Durante mis visitas dedicaba las noches a tener trato carnal con mi esposo. Debíamos concebir un hijo varón y nos esforzábamos para lograrlo. Aparte de eso, apenas nos veíamos -él pasaba el día con su padre, y yo, con su madre-, pero con el tiempo acabamos conociéndonos mejor y eso hacía que nuestros empeños nocturnos resultaran más llevaderos.

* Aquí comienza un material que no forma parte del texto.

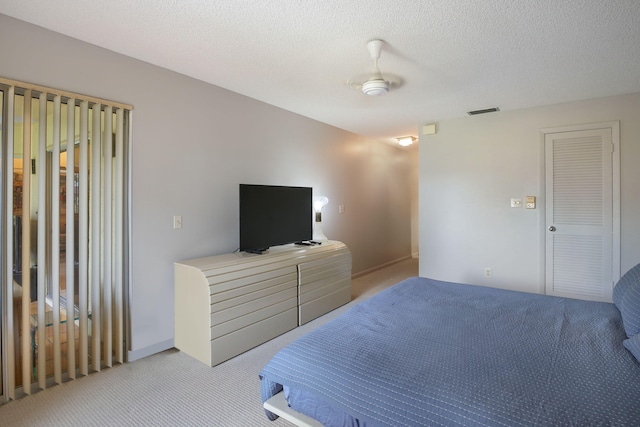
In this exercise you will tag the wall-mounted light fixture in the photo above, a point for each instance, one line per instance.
(318, 204)
(406, 140)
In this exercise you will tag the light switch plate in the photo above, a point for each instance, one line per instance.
(530, 202)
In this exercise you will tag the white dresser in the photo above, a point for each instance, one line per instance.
(228, 304)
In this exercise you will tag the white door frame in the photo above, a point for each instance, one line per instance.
(614, 126)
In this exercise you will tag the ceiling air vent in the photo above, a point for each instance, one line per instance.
(486, 110)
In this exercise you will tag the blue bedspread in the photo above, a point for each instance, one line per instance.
(425, 352)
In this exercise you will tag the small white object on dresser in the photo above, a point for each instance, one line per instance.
(228, 304)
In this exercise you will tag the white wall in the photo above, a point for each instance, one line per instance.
(193, 143)
(473, 166)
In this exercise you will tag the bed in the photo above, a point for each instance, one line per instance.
(427, 352)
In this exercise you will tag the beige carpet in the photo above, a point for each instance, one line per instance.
(173, 389)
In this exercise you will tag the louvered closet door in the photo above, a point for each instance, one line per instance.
(579, 214)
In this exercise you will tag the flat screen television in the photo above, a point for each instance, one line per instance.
(272, 215)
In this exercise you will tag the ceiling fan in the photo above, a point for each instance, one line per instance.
(374, 84)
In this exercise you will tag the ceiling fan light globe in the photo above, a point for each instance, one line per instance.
(375, 87)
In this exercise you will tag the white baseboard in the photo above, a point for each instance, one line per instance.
(148, 351)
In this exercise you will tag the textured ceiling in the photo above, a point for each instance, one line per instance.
(453, 55)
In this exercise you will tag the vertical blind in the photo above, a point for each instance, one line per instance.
(65, 238)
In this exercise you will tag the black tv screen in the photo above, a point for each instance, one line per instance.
(272, 215)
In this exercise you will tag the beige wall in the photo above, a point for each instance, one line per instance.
(193, 143)
(471, 169)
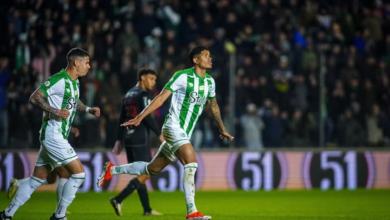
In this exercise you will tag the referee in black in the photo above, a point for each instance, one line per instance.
(136, 140)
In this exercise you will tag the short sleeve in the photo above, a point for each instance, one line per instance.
(176, 82)
(145, 100)
(52, 86)
(211, 84)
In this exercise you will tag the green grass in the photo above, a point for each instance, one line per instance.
(275, 205)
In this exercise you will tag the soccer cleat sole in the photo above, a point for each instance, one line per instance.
(200, 218)
(12, 188)
(117, 207)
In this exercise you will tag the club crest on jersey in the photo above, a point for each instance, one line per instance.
(71, 103)
(195, 98)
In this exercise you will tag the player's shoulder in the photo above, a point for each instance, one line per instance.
(54, 79)
(209, 78)
(183, 72)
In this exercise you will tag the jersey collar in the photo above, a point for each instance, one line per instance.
(67, 75)
(193, 71)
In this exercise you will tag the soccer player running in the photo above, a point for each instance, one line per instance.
(136, 140)
(191, 89)
(61, 172)
(58, 97)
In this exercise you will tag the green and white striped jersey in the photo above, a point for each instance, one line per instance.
(61, 92)
(190, 93)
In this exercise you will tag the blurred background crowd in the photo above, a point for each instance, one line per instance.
(298, 63)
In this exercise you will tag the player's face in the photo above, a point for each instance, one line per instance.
(83, 66)
(150, 81)
(204, 60)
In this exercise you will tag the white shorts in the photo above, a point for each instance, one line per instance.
(56, 153)
(174, 138)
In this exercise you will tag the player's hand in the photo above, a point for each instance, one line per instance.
(95, 111)
(132, 123)
(161, 138)
(63, 113)
(75, 131)
(117, 148)
(226, 135)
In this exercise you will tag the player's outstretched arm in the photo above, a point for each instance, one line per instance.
(38, 98)
(155, 104)
(217, 117)
(83, 108)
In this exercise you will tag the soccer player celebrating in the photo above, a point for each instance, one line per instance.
(136, 140)
(61, 172)
(58, 97)
(191, 89)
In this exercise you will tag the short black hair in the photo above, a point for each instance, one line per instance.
(196, 51)
(76, 52)
(145, 71)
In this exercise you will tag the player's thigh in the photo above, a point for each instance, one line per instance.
(175, 138)
(51, 178)
(186, 154)
(42, 172)
(142, 178)
(138, 153)
(158, 163)
(62, 172)
(43, 165)
(59, 152)
(74, 167)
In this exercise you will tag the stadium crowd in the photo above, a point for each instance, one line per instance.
(281, 48)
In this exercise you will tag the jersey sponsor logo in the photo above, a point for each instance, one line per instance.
(70, 151)
(71, 103)
(195, 98)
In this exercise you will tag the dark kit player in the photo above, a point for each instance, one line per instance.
(136, 140)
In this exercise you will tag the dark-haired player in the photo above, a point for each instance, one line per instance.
(192, 89)
(58, 97)
(136, 140)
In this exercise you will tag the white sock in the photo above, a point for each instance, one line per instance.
(189, 186)
(69, 193)
(21, 181)
(136, 168)
(23, 194)
(60, 187)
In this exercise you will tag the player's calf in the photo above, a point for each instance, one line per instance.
(68, 194)
(3, 216)
(109, 169)
(22, 195)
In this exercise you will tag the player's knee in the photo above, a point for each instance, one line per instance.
(51, 178)
(62, 173)
(78, 178)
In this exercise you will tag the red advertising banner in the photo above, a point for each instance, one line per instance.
(246, 170)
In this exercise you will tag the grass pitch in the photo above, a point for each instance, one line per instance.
(276, 205)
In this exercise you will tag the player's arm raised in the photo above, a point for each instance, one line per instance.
(83, 108)
(155, 104)
(217, 117)
(38, 98)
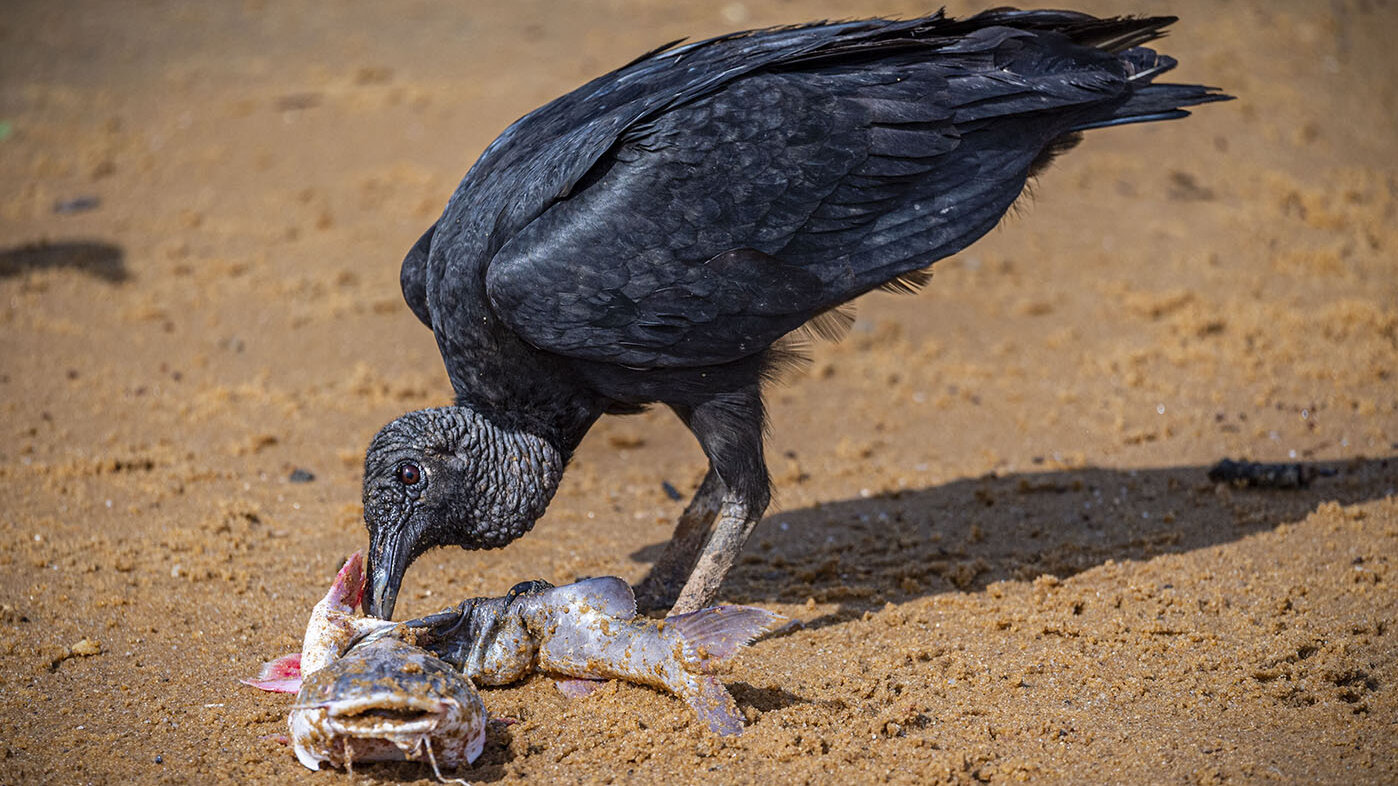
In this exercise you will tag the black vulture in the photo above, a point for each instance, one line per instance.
(653, 237)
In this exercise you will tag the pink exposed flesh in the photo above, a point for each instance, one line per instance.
(348, 588)
(280, 676)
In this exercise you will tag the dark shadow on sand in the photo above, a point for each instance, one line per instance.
(95, 259)
(966, 534)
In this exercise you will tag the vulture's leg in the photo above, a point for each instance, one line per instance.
(660, 588)
(729, 428)
(736, 522)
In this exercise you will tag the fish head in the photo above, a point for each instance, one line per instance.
(387, 701)
(334, 623)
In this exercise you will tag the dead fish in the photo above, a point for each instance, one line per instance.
(590, 631)
(380, 701)
(371, 690)
(387, 701)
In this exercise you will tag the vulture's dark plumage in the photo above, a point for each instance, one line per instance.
(653, 235)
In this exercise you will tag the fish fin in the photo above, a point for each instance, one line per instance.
(713, 704)
(717, 632)
(278, 676)
(578, 688)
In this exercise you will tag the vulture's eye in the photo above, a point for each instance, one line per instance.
(408, 473)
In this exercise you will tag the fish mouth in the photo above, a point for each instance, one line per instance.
(385, 715)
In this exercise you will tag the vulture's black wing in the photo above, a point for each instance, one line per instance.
(710, 228)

Como ocurre en la mayoría de los matrimonios, la persona con la que era más importante que yo estableciera una relación era mi suegra. Enseguida comprobé que la señora Lu era una mujer muy convencional, tal como me había dicho Flor de Nieve. Me observaba con atención mientras yo realizaba las mismas tareas que hacía en mi casa natal: preparar el té y el desayuno, lavar la ropa de vestir y las sábanas, preparar la comida, coser, bordar y tejer por la tarde, y por último preparar la cena. Mi suegra me corregía y me daba órdenes continuamente. «Corta el melón en dados más pequeños -me decía mientras yo preparaba la sopa de melón-. Eso parece la comida de los cerdos.» O bien: «Tengo la menstruación y he manchado las sábanas. Frótalas bien hasta que queden limpias.» Cuando veía la comida que yo había traído de mi casa, la olfateaba y decía: «La próxima vez, trae algo que no huela tanto. Los olores de tu comida quitan el apetito a mi esposo y a mis hijos.» Cuando terminaba la visita, me enviaban de nuevo a mi casa natal sin darme las gracias ni decirme adiós.

Eso resume más o menos cómo era la vida que llevaba: ni muy mala ni muy buena, sino normal. La señora Lu era comprensiva; yo era obediente y me esforzaba por aprender. Dicho de otro modo, ambas sabíamos qué se esperaba de nosotras y hacíamos todo lo posible por cumplir con nuestras obligaciones. Por ejemplo, a los dos días del primer Año Nuevo después de mi boda, mi suegra invitó a todas las muchachas solteras de Tongkou y a todas las muchachas que, como yo, se habían casado con hombres del pueblo, y les ofreció té y golosinas. Se mostró educada y elegante. Cuando se marcharon, salimos con ellas. Ese día visitamos cinco casas y conocí a cinco nuevas nueras. Si no hubiera sido la laotong de Flor de Nieve, quizá habría escudriñado sus rostros tratando de adivinar cuál de ellas querría formar conmigo una hermandad de mujeres casadas.